The process of viral replication involves entry, transcription, translation, assembly, and budding9. In the time-of-addition assay, TDSWex had inhibitory activity throughout all these stages. First, the extract protected cells against the adsorption of influenza virus (lane 2, Fig. 4b). We used HI, attachment, and penetration assays to confirm that TDSWex inhibited viral entry. Therefore, the reduction in viral RNA and protein synthesis was the result of reduced viral entry (Fig. 2a, lane 5 of Fig. 2b, row d of Fig. 3a,b). In the HI assay, the RBCs did not display influenza virus-induced hemagglutination in the presence of TDSWex (lanes 5 and 6, Fig. 5a). Biochemical assays indicated that TDSWex inhibits both viral adsorption and viral penetration (Fig. 5b–d). We also demonstrated that TDSWex might inactivate both A/WSN and PR8 when applied together in the viral particle inactivation assay, suggesting that the mode of inhibition of TDSWex also applies to other strains of the influenza virus (Fig. 5b). These results imply that TDSWex might disrupt the interaction of HA and the cellular sialic acid receptor, or cause the viral particle to fail to fuse with the endosomal membrane. TDSWex treatment after infection (viral adsorption) also had antiviral activity (lane 4, Fig. 4b). However, because the synthesis of viral RNA and proteins was not significantly affected and there was no difference in their subcellular localization (Fig. 2a, lane 4 of Fig. 2b, row e of Fig. 3a,b), we examined the final stage of viral replication. The release of progeny virions from the host cell surface is dependent on the cleavage of sialic acid by NA16. Recent studies demonstrated that NA activity is also involved in viral entry18,19,20,34, because if sialic acid is removed, the influenza virus can penetrate host cells34. We first demonstrated that TDSWex blocked viral penetration (Fig. 5). In the NA assay, TDSWex treatment reduced the NA activity (lane 6, Fig. 6a). Next, we showed that viral plaque numbers were diminished when cells were treated with TDSWex (Fig. 6b). Based on these results, the extract may restrict both viral entry and release of progeny by inhibition of NA activity. Overall, we suggest that TDSWex possesses bimodal activity against influenza virus for inhibition of viral entry and release of progeny.

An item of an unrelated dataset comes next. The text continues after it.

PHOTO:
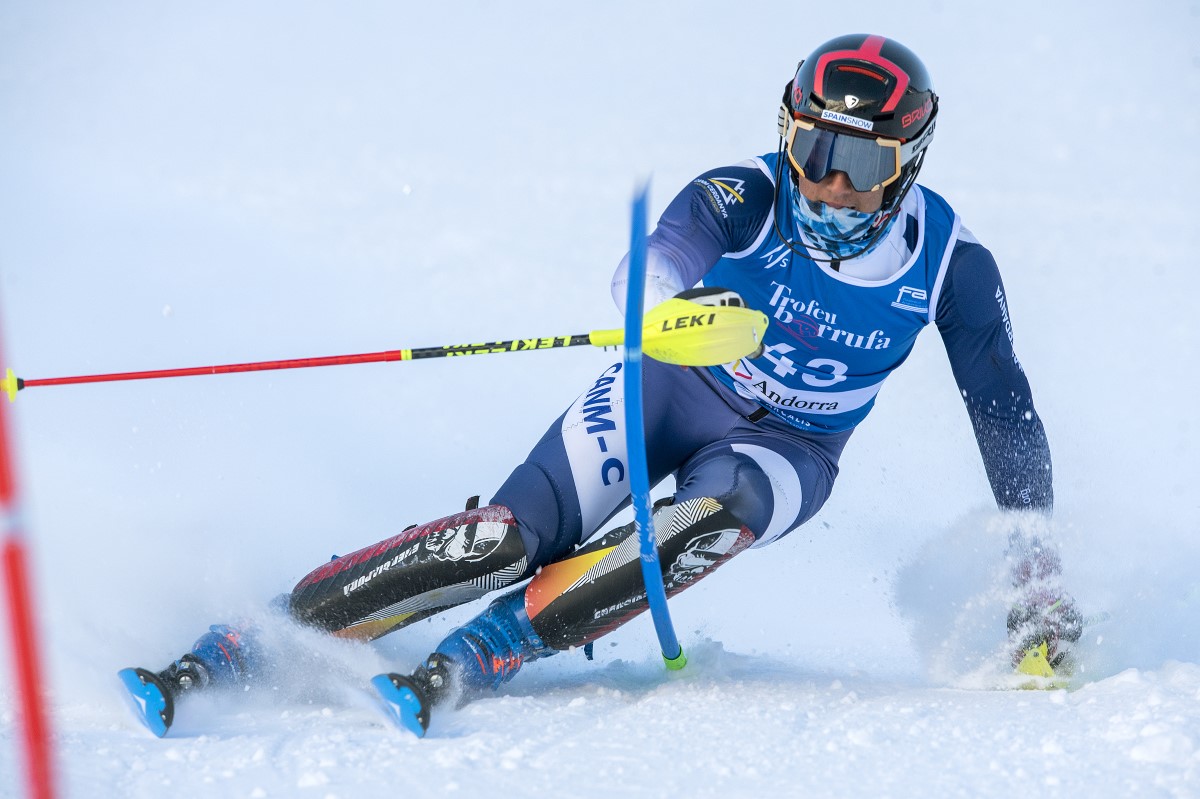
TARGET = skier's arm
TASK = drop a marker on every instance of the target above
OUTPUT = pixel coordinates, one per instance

There have been reports concerning the chemical composition and biological activities of T. distichum. Taxodione and taxodone are two potent antitumor agents35,36. Shikimic acid is one component of the T. distichum extract and is classified as a carbocyclic sialic acid analogue37,38 that is potentially able to inhibit NA function38. Among the variety of compounds that are present in T. distichum, quercetin has been reported to inhibit replication of hepatitis C virus, herpesvirus 1, rhinovirus, Japanese encephalitis virus, Mayaro virus, dengue virus type-2 and influenza virus (including H1N1 and H5N1)39,40,41,42,43,44,45,46. Quercetin exhibited protective efficacy during influenza virus induced-oxidative stress by restoring the concentrations of antioxidants including superoxide dismutase47,48. In a previous study, quercetin was found to have an inhibitory effect on NA activity40. Quercetin also shows significant inhibitory effects on viral translation49. However, our results showed that the inhibitory effect of TDSWex was mediated by its ability to block the entry and release of virus, and that it showed little effect on viral protein synthesis. This suggests that the level of quercetin in T. distichum may be too low to exert an antiviral effect.
Numerous components including lignans, diterpenes, flavonoids, proanthocyanidins, and sterols were isolated from the genus Taxodium50,51,52,53. In this study, four lignan stereoisomers (1–4) were isolated from TDSWex. The backbone structure of compounds 1–4 was elucidated as 7,9,9′-trihydroxy-3,3′-dimethoxy-8-O-4′-neolignan-4-O-β-D-glucopyranoside (Fig. S2) by comparing with that reported in previous studies54,55. The stereochemistry of 1–4 at C-7 and C-8 enabled us to assign the structures by using circular dichroism spectroscopy or high-performance liquid chromatography (HPLC) analysis54,55. Therefore, based on the nuclear magnetic resonance (NMR) data and HPLC profile analyses, the stereo configurations of 1–4 were assigned as follows: 7R,8S (1), 7S,8R (2), 7R,8R (3), 7S,8S (4) (Tables S1 and S2, Figs S2 and S3).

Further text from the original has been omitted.